Data Collection and Training
-
Embedding
-
Transformer
Hugging Face is a project with many generic Deep Learning models. One of them is the Seq2Seq based Transformer model. The project is available in github. You can clone and prepare the project as follows
git clone https://github.com/huggingface/transformers.git
cd transformers/
pip3 install .
cd examples/legacy/seq2seq
pip3 install -r requirements.txt
mkdir cache
mkdir output
- Training data
The data we need to train the above neural model is a list of English sentences translated to Tigrinya, sentence by sentence. Tigrinya Bible is a good example. you can download en_ti-bible, which is formatted for the seq2seq training above. unzip it on examples/legacy/seq2seq/data directory. Read hugging face documentation to understand how training data is organized.

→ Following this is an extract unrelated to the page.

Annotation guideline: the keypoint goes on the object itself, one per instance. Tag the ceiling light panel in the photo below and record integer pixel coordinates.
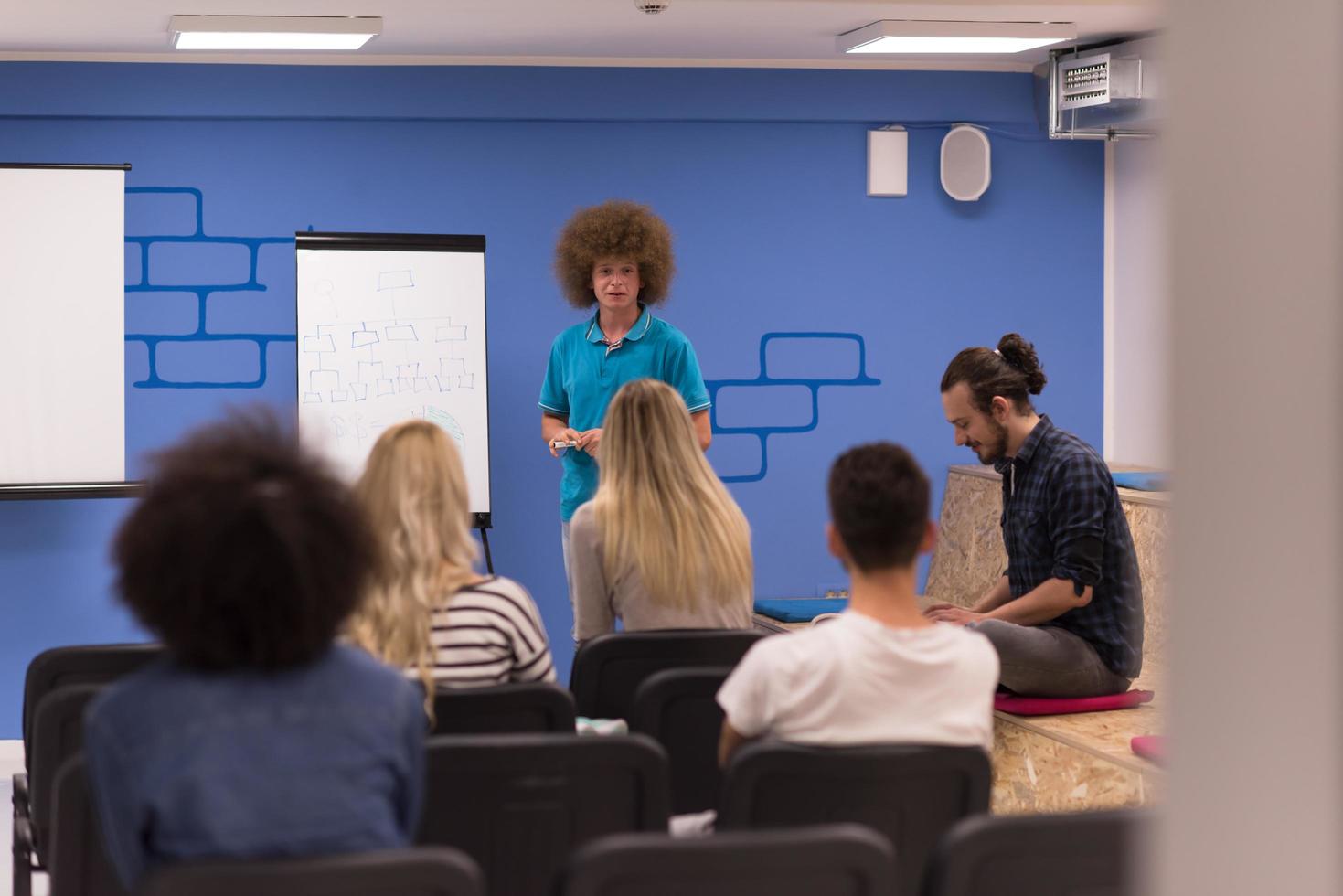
(272, 32)
(893, 37)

You can run the following command to start the training on transformer version 4.3. Have a look at Transformer Training documentation for upto date commands.
python3 finetune_trainer.py
--model_name_or_path "Helsinki-NLP/opus-mt-en-ti"
--data_dir data
--output_dir output
--overwrite_output_dir
--do_train --n_train 500
--num_train_epochs 8
--per_device_train_batch_size 1
--freeze_embeds
--src_lang en
--tgt_lang ti
--learning_rate=3e-5
--fp16
--task translation
Note that training a neural network model like this requires a lot of GPU/CPU power. A better computer is, a one with a lot of GPU. If you do not have fast computer you can sign up for AWS account and use P2.xlarge or p2.8xlarge instance. Read running in AWS for more documentation.
Once the trainer is done. The final output will be in the ‘output’ directory. The trainer will store intermediate results called check-point in the ‘output’ directory. If the process got interrupted, you can continue by changing –model_name_or_path parameter to one of the check-points in the output directory.